I'm wondering what the best way to convert a sum a le
$$\sum_{v=exprLB}^{exprUB} 2 + exprContent(v) = 12.34$$
or similarly a product
$$\prod_{v=exprLB}^{exprUB} exprContent(v) = 1234$$
into an SMT-lib2 expression, specifically for solving with Z3 (or even metitarski).
I thought there would be an obvious approach with a quantifier, but I'm having trouble creating it, and in many use cases such a sum is likely to have constants for $exprLB$ and $exprUB$, which would mean that I would hope some kind of tactic would simply unroll it into a long sequence of addition, where use of a quantifier might make that much more difficult.

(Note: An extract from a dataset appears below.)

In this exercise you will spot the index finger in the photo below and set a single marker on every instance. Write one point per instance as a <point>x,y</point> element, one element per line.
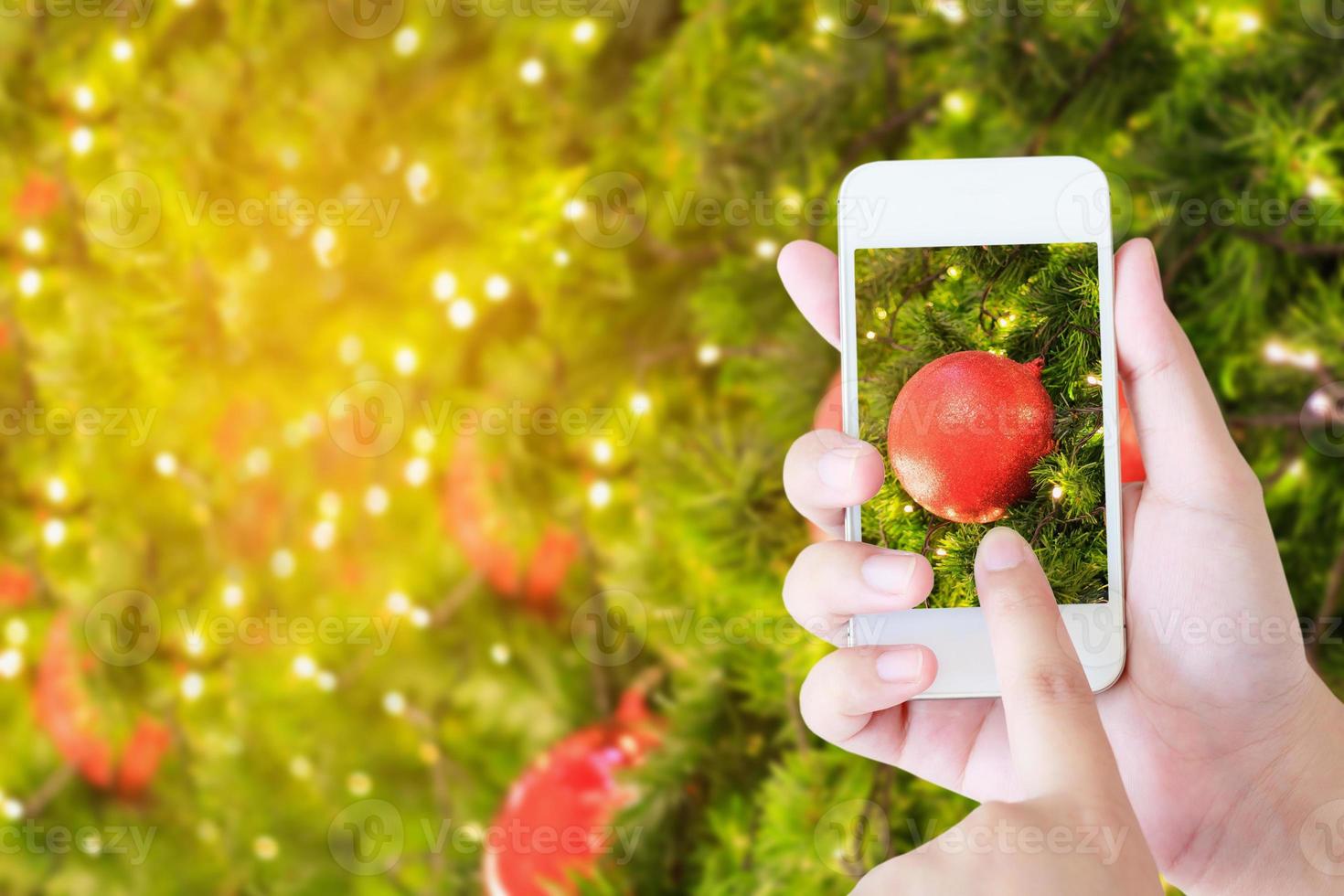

For example, a fairly trivial tactic to convert
$$\sum_{i=1}^{3} \dfrac {2} x_{i} = 12$$
into
$$2 / x_{1} + 2 / x_{2} + 2 / x_{3}$$
which is both trivially expressed as (and trivially solved by most SMT solvers) as
(+
(/ 2 x1)
(/ 2 x2)
(/ 2 x3)
)
sat (model (define-fun x1 () Real 1.0) (define-fun x2 () Real 1.0) (define-fun x3 () Real (/ 1.0 4.0)) )
How can I generally express a sum over three expressions (lower-bound, upper-bound, and accumulator) elegantly in smt-lib2?